Hitflip
Für mich ist der Fall klar: Hollywood sah mit Staunen den riesigen Verkaufserfolg von "Sakrileg", man hatte wohl gerade überschüssiges Budget und keine rechten Ideen zu einem neuen "Blockbuster". Wohl auch Tom Hanks langweilte sich augenscheinlich weil er so rasch zusagte. Letztendlich wurde man mit Dan Brown handelseinig - und schon gings los.
In L.A. las man einvernehmlich das Buch und schrieb nebenbei das Drehbuch ab.

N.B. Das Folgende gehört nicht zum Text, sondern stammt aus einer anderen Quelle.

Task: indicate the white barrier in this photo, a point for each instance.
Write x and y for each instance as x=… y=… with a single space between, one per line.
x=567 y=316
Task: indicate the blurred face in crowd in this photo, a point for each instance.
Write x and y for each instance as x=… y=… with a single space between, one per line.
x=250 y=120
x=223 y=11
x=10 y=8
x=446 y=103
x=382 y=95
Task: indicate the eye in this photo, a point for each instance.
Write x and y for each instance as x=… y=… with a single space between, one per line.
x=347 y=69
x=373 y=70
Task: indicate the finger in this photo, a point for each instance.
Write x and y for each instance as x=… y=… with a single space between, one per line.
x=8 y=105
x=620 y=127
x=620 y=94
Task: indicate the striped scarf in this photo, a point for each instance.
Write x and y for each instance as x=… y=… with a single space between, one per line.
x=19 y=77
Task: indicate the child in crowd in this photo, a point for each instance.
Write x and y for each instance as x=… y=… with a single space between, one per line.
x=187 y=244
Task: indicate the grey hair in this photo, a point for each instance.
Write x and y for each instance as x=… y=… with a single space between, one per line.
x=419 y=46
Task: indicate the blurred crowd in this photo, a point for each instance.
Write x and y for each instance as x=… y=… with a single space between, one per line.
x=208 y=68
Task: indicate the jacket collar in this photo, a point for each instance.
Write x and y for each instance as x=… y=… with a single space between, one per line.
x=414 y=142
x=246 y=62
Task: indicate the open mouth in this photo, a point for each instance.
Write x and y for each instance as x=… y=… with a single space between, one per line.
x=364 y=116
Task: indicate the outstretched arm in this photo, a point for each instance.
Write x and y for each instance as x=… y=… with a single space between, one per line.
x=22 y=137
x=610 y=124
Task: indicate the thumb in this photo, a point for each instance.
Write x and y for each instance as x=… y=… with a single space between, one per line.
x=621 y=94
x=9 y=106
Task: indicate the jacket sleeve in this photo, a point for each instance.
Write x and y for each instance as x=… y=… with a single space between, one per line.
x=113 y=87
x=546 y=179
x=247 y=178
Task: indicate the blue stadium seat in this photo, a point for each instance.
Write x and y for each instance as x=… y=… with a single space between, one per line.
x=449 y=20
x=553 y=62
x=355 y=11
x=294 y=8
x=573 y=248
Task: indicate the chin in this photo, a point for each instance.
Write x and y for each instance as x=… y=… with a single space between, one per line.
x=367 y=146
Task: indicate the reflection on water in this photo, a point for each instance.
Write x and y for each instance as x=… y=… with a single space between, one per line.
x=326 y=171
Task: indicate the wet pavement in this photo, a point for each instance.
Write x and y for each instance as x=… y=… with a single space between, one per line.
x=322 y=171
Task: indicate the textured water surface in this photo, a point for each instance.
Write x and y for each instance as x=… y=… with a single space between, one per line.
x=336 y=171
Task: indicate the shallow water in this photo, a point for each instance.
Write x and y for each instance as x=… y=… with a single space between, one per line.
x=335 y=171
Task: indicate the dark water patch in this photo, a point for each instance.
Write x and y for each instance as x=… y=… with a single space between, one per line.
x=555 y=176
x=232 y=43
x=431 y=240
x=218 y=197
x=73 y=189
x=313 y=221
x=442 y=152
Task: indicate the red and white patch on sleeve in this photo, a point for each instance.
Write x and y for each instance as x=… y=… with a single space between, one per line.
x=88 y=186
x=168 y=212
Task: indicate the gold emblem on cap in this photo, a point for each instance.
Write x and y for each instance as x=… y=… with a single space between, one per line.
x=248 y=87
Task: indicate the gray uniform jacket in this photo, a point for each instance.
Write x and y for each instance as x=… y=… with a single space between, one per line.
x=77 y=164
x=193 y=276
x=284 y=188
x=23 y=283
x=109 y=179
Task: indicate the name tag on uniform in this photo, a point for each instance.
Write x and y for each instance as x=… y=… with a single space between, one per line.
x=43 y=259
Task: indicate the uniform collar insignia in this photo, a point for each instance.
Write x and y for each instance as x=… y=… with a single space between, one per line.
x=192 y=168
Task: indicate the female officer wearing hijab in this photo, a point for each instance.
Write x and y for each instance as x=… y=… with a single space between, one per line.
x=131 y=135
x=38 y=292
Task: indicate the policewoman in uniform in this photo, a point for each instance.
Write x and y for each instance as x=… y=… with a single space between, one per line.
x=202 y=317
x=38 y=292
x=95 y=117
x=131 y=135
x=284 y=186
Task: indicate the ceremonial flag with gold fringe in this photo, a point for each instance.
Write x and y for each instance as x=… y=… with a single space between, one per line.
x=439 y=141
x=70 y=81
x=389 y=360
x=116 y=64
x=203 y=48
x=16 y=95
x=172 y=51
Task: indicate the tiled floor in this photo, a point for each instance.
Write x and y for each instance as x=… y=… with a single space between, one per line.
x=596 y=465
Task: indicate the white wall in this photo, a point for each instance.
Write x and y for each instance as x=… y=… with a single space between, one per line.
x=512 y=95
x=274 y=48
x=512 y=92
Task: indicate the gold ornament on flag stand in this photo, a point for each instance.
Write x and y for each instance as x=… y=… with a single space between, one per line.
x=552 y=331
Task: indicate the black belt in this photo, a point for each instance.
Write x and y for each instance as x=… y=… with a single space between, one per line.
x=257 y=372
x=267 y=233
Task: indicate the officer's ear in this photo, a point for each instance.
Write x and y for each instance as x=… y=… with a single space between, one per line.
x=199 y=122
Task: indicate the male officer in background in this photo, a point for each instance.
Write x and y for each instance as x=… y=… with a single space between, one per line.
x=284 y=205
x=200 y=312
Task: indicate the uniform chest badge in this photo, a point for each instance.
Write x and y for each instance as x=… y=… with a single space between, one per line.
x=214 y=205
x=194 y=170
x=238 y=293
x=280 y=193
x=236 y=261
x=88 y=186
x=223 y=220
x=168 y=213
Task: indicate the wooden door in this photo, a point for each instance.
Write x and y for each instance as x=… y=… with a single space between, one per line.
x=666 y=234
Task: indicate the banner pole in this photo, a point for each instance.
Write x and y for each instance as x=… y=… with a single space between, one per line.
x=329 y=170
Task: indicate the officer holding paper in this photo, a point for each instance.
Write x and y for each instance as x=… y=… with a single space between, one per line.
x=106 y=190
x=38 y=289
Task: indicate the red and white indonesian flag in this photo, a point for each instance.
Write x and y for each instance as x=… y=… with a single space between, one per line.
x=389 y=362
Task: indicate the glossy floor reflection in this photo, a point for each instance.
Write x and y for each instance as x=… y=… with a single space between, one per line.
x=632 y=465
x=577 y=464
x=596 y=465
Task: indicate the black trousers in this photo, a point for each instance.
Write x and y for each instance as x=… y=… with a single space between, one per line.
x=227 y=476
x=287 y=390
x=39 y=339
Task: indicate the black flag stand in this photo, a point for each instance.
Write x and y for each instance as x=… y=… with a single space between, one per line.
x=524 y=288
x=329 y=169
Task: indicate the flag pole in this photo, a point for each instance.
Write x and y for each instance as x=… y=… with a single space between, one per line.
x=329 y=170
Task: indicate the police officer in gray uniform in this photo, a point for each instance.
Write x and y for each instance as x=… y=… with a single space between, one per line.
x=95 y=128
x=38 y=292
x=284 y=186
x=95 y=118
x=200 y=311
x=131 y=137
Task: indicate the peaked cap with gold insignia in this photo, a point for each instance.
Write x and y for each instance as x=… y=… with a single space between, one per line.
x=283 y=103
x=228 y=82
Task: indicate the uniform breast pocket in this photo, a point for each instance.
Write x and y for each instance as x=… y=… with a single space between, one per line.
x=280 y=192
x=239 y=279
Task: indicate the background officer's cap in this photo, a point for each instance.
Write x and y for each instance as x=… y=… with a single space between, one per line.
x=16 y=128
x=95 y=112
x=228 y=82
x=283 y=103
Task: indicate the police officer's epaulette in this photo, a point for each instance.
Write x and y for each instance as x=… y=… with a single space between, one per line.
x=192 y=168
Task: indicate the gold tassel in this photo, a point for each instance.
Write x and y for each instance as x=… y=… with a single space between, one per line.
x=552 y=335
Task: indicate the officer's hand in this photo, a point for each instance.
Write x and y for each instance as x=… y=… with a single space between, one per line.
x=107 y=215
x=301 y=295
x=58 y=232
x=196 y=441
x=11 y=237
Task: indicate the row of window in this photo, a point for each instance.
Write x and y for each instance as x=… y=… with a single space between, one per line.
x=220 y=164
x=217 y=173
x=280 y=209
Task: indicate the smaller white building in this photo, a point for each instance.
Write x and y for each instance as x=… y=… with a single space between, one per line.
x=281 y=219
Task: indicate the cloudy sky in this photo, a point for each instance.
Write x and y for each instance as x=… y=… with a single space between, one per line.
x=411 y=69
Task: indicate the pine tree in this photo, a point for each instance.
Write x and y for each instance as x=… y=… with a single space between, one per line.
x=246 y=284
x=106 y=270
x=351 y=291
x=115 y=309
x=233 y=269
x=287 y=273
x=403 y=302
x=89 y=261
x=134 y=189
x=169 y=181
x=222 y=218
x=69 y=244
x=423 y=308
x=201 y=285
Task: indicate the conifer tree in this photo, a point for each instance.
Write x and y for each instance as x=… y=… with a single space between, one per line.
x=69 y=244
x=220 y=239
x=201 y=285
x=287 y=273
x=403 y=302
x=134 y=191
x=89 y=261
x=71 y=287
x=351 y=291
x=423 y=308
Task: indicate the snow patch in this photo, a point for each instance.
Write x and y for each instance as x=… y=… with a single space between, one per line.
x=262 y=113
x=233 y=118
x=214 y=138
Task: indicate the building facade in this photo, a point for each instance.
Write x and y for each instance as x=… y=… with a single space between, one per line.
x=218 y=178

Dann hievte man die ganze Crew...naja soviele waren es ja nicht, und Jean Reno war ja schon da ;-) ...nach Europa, drehte die Szenen an den Original-Schauplätzen in Rom und Paris ab, machte noch einen Ausflug nach Schottland zur Rosslyn-Kapelle und buchte flugs den Heimflug gen Westen.
Gekostet haben kann das ganze nicht wirklich viel, meiner Meinung nach kratzt das Werk sogar stark an den "Low-Budget-Filmen". Es waren keine teuren Aufbauten, keine besonderen Special-Effekts, außer einigen PC-Freak-Spielereien, keine Menschenaufläufe, keine Stunts, keine pompösen Kostüme notwendig. Die Besetzung hielt sich mit einer Hand voll Darstellern auch in Grenzen.
Jedenfalls wollte man in Hollywood auch noch am "Grals-Kuchen" mitnaschen, drum hat man in aller Eile dieses Filmchen aus dem Boden gestampft.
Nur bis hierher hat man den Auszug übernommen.